Actuellement, ni les IFRS ni le Code suisse des obligations ne prévoient de directives spécifiques concernant la comptabilité des cryptomonnaies. Les préparateurs doivent analyser les motifs commerciaux qui justifient la détention de cryptomonnaies et suivre les principes contenus dans les normes pour déterminer le traitement comptable adéquat.

Il y a une année seulement, en décembre 2017, un bitcoin valait environ USD 20 000. Depuis, la valeur du bitcoin et de bien d’autres cryptomonnaies a chuté drastiquement. Tandis que certains observateurs considèrent que cette perte de valeur des principales cryptomonnaies sonne le glas de toutes les cryptomonnaies, d’autres sont convaincus que nous ne sommes qu’au début d’une ère jalonnée par des évolutions majeures pour les actifs cryptographiques basés sur la technologie des registres distribués.


Classification

Il n’y a pour l’heure pas de définition légale des actifs cryptographiques. D’une manière générale, les actifs cryptographiques sont des représentations numériques transférables conçues de telle sorte qu’on ne peut pas les copier ou les dupliquer. Les actifs cryptographiques, ainsi que la technologie de la blockchain sur laquelle ils sont basés, offrent des possibilités de numériser une grande variété d’objets du « monde réel ». Il existe différents types d’actifs cryptographiques, le plus connu étant les cryptomonnaies. Celles-ci sont utilisées principalement comme moyen d’échange et ont quelques caractéristiques communes avec les monnaies traditionnelles. Les cryptomonnaies les plus connues sont le bitcoin, le XRP et l’ether.

À des fins comptables, on classe habituellement les actifs cryptographiques par catégorie en fonction de leur similarité, chaque catégorie étant soumise à des règles de comptabilité similaires. Les deux caractéristiques les plus pertinentes sur lesquelles se fonde la classification des actifs cryptographiques à des fins comptables sont les suivantes :

  • la finalité première de l’actif et
  • la détermination de la valeur intrinsèque de l’actif.

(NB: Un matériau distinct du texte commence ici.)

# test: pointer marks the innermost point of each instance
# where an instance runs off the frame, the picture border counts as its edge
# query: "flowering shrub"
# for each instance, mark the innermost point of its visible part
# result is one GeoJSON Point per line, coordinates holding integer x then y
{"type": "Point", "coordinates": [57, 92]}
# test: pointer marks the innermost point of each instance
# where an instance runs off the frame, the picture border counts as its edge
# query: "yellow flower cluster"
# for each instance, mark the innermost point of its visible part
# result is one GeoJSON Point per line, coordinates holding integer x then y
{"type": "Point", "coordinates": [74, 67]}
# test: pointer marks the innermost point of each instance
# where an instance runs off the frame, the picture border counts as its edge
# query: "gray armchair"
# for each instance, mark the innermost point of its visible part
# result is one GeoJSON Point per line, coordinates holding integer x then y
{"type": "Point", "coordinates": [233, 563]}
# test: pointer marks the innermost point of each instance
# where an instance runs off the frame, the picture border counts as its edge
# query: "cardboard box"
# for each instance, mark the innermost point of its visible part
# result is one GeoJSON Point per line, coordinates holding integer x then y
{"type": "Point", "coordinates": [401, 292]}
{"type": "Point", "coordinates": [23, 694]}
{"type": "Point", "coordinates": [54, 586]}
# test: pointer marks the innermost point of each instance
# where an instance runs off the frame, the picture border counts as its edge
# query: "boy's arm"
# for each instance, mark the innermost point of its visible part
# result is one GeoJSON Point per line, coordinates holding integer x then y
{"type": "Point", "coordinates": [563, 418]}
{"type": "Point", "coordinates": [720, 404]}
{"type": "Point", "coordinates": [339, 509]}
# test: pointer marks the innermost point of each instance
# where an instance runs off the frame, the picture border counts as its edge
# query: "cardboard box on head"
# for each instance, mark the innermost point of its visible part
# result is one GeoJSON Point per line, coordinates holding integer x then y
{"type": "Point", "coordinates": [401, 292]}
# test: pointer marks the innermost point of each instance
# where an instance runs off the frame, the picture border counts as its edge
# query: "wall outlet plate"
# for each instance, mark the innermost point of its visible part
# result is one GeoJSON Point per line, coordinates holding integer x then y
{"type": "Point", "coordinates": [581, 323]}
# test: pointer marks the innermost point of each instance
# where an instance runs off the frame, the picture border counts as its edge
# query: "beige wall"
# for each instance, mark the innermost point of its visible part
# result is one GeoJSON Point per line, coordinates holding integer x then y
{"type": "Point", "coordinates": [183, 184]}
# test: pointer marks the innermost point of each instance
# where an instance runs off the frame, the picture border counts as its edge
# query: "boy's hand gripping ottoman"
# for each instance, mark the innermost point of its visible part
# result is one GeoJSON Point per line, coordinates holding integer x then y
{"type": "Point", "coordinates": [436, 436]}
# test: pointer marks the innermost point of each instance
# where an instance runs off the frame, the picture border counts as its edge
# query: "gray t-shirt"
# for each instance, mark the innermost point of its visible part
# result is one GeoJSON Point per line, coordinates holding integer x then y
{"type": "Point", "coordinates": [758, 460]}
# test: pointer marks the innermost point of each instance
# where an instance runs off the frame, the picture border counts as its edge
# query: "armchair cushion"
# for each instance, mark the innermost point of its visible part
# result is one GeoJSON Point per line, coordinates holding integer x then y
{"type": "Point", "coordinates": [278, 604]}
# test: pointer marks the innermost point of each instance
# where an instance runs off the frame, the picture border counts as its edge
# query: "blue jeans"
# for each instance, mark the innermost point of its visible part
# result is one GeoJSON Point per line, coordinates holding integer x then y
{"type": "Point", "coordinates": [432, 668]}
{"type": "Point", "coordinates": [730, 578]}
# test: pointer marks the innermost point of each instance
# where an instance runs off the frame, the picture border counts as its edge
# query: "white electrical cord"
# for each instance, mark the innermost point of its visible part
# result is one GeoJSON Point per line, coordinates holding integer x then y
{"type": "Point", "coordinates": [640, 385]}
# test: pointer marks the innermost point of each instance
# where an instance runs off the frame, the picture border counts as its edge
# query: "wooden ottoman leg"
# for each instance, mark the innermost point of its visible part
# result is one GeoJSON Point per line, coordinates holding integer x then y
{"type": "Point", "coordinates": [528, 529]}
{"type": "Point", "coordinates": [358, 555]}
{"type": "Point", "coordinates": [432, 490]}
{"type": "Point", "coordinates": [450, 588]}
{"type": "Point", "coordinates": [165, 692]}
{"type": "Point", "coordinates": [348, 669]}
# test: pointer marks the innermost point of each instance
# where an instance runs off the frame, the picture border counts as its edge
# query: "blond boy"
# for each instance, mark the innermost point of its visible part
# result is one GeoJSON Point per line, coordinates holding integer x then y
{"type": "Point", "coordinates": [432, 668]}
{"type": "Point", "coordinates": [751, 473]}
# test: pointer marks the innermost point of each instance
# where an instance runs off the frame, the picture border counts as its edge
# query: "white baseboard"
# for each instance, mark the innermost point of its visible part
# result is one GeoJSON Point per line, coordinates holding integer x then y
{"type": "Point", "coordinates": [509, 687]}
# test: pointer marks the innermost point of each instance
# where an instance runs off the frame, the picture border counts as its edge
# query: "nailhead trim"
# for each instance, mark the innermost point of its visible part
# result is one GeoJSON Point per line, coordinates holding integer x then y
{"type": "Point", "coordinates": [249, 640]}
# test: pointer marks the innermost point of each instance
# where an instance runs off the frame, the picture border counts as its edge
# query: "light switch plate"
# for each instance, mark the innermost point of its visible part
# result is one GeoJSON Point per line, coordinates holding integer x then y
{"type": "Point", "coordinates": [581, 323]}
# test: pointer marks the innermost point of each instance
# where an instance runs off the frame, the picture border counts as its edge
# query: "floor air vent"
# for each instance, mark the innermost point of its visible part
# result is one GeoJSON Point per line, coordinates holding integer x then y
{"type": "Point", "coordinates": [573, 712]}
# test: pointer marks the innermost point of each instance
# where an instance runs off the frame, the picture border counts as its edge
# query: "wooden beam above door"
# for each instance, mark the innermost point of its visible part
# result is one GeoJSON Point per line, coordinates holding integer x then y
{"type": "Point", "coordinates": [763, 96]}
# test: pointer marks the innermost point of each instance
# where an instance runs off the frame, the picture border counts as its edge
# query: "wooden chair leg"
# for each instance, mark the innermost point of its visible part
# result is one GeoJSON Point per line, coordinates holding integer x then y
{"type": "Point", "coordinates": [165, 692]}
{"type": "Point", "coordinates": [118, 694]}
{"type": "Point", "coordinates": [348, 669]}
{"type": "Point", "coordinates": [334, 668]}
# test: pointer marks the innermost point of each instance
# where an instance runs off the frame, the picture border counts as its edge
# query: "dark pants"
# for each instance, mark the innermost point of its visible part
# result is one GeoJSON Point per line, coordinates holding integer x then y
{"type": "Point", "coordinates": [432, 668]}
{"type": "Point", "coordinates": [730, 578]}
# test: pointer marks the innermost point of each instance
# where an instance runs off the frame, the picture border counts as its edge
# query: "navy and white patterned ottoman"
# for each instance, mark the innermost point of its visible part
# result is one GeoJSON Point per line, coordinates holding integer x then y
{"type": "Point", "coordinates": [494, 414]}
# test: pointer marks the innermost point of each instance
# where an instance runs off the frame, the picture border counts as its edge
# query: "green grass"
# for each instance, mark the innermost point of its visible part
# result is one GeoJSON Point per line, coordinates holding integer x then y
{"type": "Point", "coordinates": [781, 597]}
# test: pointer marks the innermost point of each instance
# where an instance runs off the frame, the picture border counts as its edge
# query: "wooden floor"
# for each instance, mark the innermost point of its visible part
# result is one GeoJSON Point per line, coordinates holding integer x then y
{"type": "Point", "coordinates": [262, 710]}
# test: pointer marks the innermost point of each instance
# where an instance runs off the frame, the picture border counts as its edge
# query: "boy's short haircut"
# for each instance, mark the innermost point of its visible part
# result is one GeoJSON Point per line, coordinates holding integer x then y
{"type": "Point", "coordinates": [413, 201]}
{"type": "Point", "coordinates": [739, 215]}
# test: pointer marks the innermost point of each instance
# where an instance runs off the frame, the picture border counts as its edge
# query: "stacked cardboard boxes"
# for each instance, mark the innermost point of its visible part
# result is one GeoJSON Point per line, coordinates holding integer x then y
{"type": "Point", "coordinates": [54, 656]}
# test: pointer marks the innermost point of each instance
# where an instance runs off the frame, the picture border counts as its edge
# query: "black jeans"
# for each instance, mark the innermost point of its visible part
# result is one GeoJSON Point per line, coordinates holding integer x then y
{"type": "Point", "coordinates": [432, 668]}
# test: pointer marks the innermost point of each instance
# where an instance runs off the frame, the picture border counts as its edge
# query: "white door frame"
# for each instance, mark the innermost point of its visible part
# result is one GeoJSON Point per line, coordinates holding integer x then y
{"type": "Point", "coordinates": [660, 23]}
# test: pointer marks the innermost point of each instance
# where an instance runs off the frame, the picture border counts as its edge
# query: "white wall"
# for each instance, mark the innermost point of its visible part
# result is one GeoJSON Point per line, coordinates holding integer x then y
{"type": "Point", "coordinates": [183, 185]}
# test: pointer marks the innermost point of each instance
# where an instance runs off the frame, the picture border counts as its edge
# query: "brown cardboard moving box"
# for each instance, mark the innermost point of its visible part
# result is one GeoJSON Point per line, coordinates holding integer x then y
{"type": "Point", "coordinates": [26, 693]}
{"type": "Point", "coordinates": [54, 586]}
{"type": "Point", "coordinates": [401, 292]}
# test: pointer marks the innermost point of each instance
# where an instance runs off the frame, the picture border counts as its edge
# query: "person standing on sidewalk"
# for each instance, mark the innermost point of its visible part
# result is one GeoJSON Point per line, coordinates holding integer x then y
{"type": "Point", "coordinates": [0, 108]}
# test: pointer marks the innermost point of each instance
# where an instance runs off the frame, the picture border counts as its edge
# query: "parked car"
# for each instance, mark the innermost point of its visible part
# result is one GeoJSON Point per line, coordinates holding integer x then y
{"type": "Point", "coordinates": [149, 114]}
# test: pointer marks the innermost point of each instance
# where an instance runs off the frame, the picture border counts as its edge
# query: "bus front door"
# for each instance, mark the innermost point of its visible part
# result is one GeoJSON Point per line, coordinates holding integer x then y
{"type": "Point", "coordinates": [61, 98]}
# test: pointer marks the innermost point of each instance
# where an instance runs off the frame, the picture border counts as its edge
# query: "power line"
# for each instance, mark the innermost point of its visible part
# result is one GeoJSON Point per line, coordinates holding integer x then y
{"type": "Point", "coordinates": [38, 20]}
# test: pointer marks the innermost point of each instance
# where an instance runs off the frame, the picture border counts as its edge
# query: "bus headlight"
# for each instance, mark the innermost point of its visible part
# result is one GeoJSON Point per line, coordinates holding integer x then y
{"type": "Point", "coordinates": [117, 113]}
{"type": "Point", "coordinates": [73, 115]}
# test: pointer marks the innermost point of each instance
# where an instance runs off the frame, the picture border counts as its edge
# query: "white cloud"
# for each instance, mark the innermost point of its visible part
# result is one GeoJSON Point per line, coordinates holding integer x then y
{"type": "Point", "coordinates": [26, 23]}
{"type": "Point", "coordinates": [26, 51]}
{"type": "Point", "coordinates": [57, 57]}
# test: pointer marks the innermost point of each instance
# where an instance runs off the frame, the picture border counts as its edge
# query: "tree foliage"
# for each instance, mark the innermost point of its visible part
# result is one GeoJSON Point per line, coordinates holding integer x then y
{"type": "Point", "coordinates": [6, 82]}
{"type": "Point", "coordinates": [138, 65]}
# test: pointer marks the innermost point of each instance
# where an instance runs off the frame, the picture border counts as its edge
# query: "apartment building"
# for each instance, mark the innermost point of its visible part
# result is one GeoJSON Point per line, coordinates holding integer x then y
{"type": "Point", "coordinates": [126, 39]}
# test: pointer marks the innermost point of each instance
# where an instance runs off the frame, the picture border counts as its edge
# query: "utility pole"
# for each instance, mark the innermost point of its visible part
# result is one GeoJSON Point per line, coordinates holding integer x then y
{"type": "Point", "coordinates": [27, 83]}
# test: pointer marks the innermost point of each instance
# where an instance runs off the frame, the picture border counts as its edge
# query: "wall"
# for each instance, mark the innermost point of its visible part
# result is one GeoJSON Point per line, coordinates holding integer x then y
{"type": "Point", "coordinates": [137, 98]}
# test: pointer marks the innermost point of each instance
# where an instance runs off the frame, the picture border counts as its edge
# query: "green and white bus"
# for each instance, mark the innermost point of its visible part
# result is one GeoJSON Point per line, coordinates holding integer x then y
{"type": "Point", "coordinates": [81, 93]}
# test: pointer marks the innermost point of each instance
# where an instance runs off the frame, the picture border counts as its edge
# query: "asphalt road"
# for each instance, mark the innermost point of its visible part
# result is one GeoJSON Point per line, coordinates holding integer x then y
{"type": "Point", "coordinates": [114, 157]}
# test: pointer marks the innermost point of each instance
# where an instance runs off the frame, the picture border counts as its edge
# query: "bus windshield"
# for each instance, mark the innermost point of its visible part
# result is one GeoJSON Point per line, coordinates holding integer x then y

Il est possible, sur la base de ces caractéristiques, de définir les quatre sous-catégories d’actifs suivantes :

Sous-catégorie Finalité Valeur intrinsèque
Cryptomonnaie Les cryptomonnaies sont des jetons ou pièces de monnaie numériques basés sur la technologie de la blockchain, comme le bitcoin par exemple. Actuellement, ces cryptomonnaies fonctionnent indépendamment d’une banque centrale et font office de moyen d’échange. Aucune – sa valeur provient de l’offre et de la demande.
Jeton adossé à des actifs Un jeton adossé à des actifs est un jeton numérique basé sur la technologie de la blockchain, dont la valeur provient de quelque chose qui n’existe pas dans la blockchain, mais plutôt qui symbolise la possession d’un actif physique (par exemple, ressources naturelles telles que l’or ou le pétrole). Sa valeur provient de l’actif sous-jacent..
Utility token Les utility tokens sont des jetons numériques basés sur la technologie de la blockchain qui donnent aux utilisateurs accès à un produit ou un service et dont la valeur provient de ce droit-là. Les utility tokens ne confèrent à leurs détenteurs aucun droit de propriété sur la plateforme ou les actifs de l’entreprise. En outre, bien que les utility tokens puissent être échangés entre leurs détenteurs, ils ne sont pas utilisés en premier lieu comme un moyen d’échange. La valeur provient de la demande pour le service ou produit de l’émetteur.
Security token Les security tokens sont des jetons numériques basés sur la technologie de la blockchain dont la nature est similaire à celle des titres traditionnels. Ils peuvent conférer un droit de participation économique dans une entité juridique : il peut s’agir parfois du droit de recevoir des liquidités ou un autre actif financier, sur une base discrétionnaire ou obligatoire ; il peut s’agir aussi du droit de vote dans le cadre de décisions d’entreprise et/ou d’un intérêt résiduel dans l’entité. La valeur provient du succès de l’entité, étant donné que le détenteur du jeton a une part dans les bénéfices futurs ou reçoit des liquidités ou un autre actif financier.

Traitement IFRS

Il n’existe, dans les IFRS, aucune norme qui traite spécifiquement la comptabilité des actifs cryptographiques. En juillet 2018, l’IASB a demandé au Comité d’interprétation IFRS d’analyser comment une entité pourrait appliquer les normes IFRS existantes à la comptabilité des cryptomonnaies. Le Comité est arrivé à la conclusion que les cryptomonnaies ne remplissent pas les critères qui définissent les liquidités ou un équivalent aux liquidités. En effet, il manque aux cryptomonnaies certaines caractéristiques propres aux liquidités : elles n’ont pas cours légal et, généralement, ne sont garanties par aucun État. Même si elles sont acceptées comme moyen de paiement pour des biens et des services, elles ne sont pas directement liées à la détermination des prix des biens ou services dans une économie. Les cryptomonnaies ne peuvent pas, non plus, être considérées comme un actif financier (autre que les liquidités) car, typiquement, elles ne donnent au détenteur aucun droit contractuel de recevoir des liquidités ou un autre actif financier. Autre élément à prendre en compte : leur existence n’est pas le résultat d’une relation contractuelle.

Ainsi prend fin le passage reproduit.